Il était accroupi non loin de lui, tenant patiemment les rênes d’un grand hongre gris ; il s’éloignait rarement de Perrin. L’épée attachée dans son dos jurait avec sa veste de Rétameur rayée de vert, ouverte à cause de la chaleur. Un bandeau noué sur son front empêchait la sueur de lui couler dans les yeux. Au début, Perrin le trouvait presque trop beau pour un homme. Une humeur sinistre s’était emparée de lui, et maintenant, il fronçait les sourcils la plupart du temps.

— C’est indécent, Seigneur Perrin.

À regret, Perrin cessa de penser à Faile. Avec le temps, il trouverait la solution. Il le fallait. D’une façon ou d’une autre.

— C’est leur coutume, Aram.

Aram grimaça comme s’il allait cracher.

— Eh bien, ce n’est pas une coutume décente. Cela permet de les contrôler, je suppose – personne n’irait s’enfuir ou faire du grabuge dans cet état, mais c’est indécent.

Il y avait des Aiels partout, bien sûr.
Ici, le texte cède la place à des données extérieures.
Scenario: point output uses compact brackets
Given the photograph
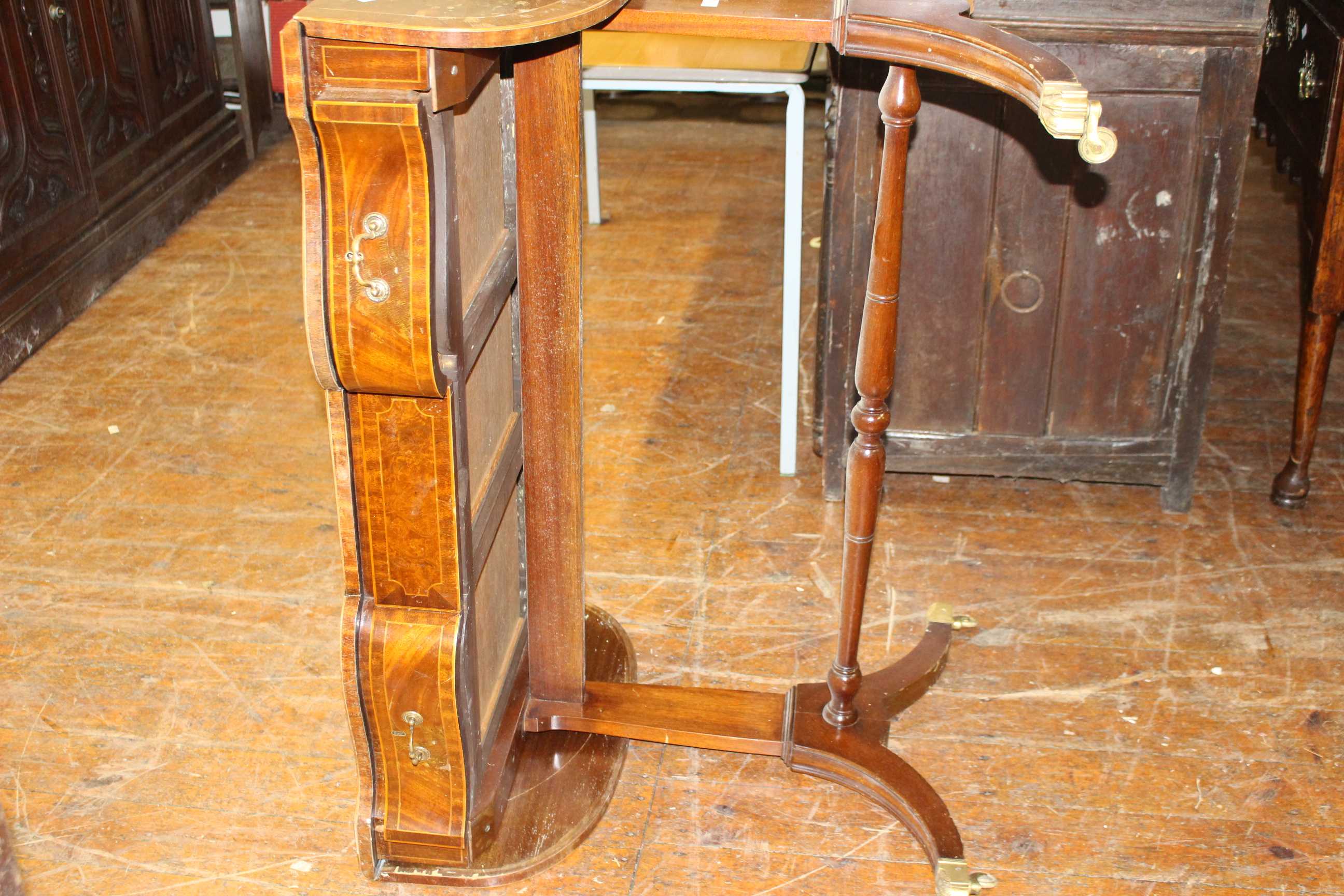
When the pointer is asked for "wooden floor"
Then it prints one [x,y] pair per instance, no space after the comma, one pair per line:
[1154,704]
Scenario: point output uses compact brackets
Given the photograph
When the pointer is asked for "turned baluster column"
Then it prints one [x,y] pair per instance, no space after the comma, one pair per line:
[873,376]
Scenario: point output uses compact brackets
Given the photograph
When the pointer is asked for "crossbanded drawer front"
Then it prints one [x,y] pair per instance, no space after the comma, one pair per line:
[375,159]
[402,457]
[417,742]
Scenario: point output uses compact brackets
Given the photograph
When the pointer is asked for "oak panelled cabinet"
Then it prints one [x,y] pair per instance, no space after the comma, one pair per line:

Grands et réservés, dans des tons de gris, de brun et de vert, seul le bandeau écarlate noué sur leur front leur donnait une touche de couleur, avec le disque blanc et noir entre les deux yeux. Ils se donnaient le nom de siswai’aman. Parfois, ce nom titillait sa mémoire, comme un mot qu’il aurait dû connaître. Posez la question à un Aiel, et il vous regardait comme si vous étiez débile. Aucune Vierge de la Lance ne portait le bandeau écarlate. Qu’elle ait les cheveux blancs ou l’air à peine assez grande pour quitter sa mère, chaque Vierge circulait en gratifiant les siswai’amans de regards de défi assez satisfaits, que les hommes leur rendaient sans ciller, émettant une odeur ressemblant à celle de la faim, certainement la jalousie, mais jalousie de quoi, Perrin n’en avait aucune idée. Quoi que ce fût, ce n’était pas nouveau, et ils avaient peu de chances d’en venir aux coups. Quelques Sagettes étaient également à l’intérieur des chariots, en jupes volumineuses et blouses blanches, portant leurs châles noirs malgré la chaleur, bracelets et colliers d’or et d’ivoire scintillants compensant la simplicité du reste de leur tenue. Certaines semblaient amusées par les Vierges et les siswai’amans, d’autres exaspérées. Tous et toutes – Sagettes, Vierges et siswai’amans – ignoraient les shaidos comme Perrin aurait ignoré un tabouret ou un tapis.

Hier, les Aiels avaient fait prisonniers environ deux cents shaidos, hommes et Vierges – ce qui était peu, vu leur nombre – et ils circulaient librement. Enfin, façon de parler. Perrin aurait été bien plus à son aise s’ils avaient été gardés. Et habillés. Au lieu de cela, ils allaient puiser de l’eau et faisaient les commissions, nus comme au jour de leur naissance. Entre eux, ils étaient doux comme des agneaux. Tous les autres se voyaient gratifiés d’orgueilleux regards de défi. Perrin n’était pas le seul à s’efforcer de ne pas les remarquer, et Aram n’était pas le seul à grommeler. Une bonne partie des hommes des Deux Rivières présents au camp faisaient de même. Une bonne partie des Cairhienins manquaient d’avoir une crise d’apoplexie chaque fois que leur regard tombait sur un Shaido. Les Mayeners se contentaient de branler du chef, comme si c’était une bonne blague. Et ils lorgnaient les femmes. Ils avaient aussi peu de pudeur que les Aiels.